Seminal Papers in Software Engineering:
The Carnegie Mellon Canonical Collection

Mary Shaw (editor), Jonathan Aldrich, Travis D. Breaux,
David Garlan, Christian Kästner,
Claire Le Goues, William L. Scherlis

September 2015


Keywords: Software engineering, cononical collection

To understand the context of current research, it is essential to understand how current results evolved from early fundamental papers. These classic papers develop timeless ideas that transcend technology changes, and the ideas embodied in their solutions often apply to current problems (and, indeed, are reinvented by researchers who are ignorant of the classic literature).

Criteria for selection of the papers in the Canon include

  • Papers are selected for their overall significance. The papers should usually be the principal or definitive papers about an idea, rather than expository papers written after the idea has matured (these may appear in other reading lists). A rule of thumb is that the paper in the Canon should be the one you'd cite as the fundamental paper in its area.
  • Classic, timeless papers prove their significance over time. It follows that the papers of the Canon will generally be published a minimum of 12-15 years ago.
  • Some of the entries may be books. In these cases, the books should be important in their own right, but the entry should highlight one or a few specific passages in the book to focus on.
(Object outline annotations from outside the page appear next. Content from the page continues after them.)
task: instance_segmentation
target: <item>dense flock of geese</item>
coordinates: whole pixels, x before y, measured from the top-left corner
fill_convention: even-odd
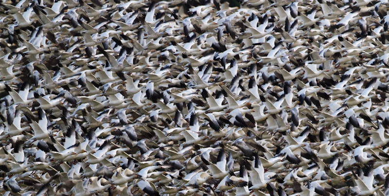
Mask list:
[[[230,1],[2,0],[1,194],[389,196],[388,1]]]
Students should develop a sense of the rest of the book as well.
  • Because the size of the Canon is limited, authors will rarely be represented by multiple papers, and redundancy will generally be avoided.
  • All students should be familiar with all the papers, and the SE Research Core course should cover them. In practice this limits the size of the Canon to about 25 papers.

The Carnegie Mellon Software Engineering faculty has selected this set of papers as a canonical collection of significant classic papers that balances completeness with reasonable size. All our software engineering students should read and understand these papers (or selections from books). Notes in this document explain the significance of the papers. We will endeavor to cover them in the Core Course in Software Engineering Research, and other courses may feel free to assume that students have read them.